You can simply index a csr matrix by using a list of indices. First we create a matrix, and look at it:
>>> m = csr_matrix([[0,0,1,0], [4,3,0,0], [3,0,0,8]])
<3x4 sparse matrix of type '<type 'numpy.int64'>'
with 5 stored elements in Compressed Sparse Row format>
>>> print m.toarray()
[[0 0 1 0]
[4 3 0 0]
[3 0 0 8]]
Of course, we can easily just look a the first row:
>>> m[0]
<1x4 sparse matrix of type '<type 'numpy.int64'>'
with 1 stored elements in Compressed Sparse Row format>
>>> print m[0].toarray()
[[0 0 1 0]]
But we can also look at the first and third row at once using the list [0,2]
as an index:
>>> m[[0,2]]
<2x4 sparse matrix of type '<type 'numpy.int64'>'
with 3 stored elements in Compressed Sparse Row format>
>>> print m[[0,2]].toarray()
[[0 0 1 0]
[3 0 0 8]]
Now you can generate N
random indices with no repeats (no replacement) using numpy's choice
:
i = np.random.choice(np.arange(m.shape[0]), N, replace=False)

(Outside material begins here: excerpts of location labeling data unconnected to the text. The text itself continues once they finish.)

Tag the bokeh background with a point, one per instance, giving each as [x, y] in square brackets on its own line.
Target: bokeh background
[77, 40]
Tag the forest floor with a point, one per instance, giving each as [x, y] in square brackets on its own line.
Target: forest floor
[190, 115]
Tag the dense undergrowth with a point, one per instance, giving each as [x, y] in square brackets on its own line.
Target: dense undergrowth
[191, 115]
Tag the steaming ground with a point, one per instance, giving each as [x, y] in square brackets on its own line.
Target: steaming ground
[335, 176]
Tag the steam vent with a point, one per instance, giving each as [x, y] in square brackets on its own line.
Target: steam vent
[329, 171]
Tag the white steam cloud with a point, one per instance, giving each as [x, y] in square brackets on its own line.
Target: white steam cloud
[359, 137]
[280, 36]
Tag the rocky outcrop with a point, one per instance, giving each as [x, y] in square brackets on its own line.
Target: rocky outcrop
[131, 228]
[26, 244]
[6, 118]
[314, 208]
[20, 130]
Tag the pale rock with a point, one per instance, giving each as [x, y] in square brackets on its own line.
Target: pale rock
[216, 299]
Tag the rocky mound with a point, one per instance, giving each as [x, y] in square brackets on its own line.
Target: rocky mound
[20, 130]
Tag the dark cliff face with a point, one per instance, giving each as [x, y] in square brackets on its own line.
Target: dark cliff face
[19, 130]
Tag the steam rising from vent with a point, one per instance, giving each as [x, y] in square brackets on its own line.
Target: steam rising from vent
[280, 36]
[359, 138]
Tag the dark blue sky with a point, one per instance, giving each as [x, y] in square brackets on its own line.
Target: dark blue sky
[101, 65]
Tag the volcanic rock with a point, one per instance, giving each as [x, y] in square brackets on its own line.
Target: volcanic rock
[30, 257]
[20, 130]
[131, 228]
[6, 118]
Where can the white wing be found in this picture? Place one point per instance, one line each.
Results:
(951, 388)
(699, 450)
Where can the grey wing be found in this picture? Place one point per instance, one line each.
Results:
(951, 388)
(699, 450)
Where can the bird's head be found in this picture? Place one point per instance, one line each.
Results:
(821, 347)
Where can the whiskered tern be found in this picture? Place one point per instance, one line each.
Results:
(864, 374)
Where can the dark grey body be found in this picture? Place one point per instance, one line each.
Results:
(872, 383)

Then you can grab those indices from both your original matrix m
:
sub_m = m[i]
To grab them from your categories list of lists, you must first make it an array, then you can index with the list i
:
sub_c = np.asarray(categories)[i]
If you want to have a list of lists back, just use:
sub_c.tolist()
or, if what you really have/want is a tuple of tuples, I think you have to do it manually:
tuple(map(tuple, sub_c))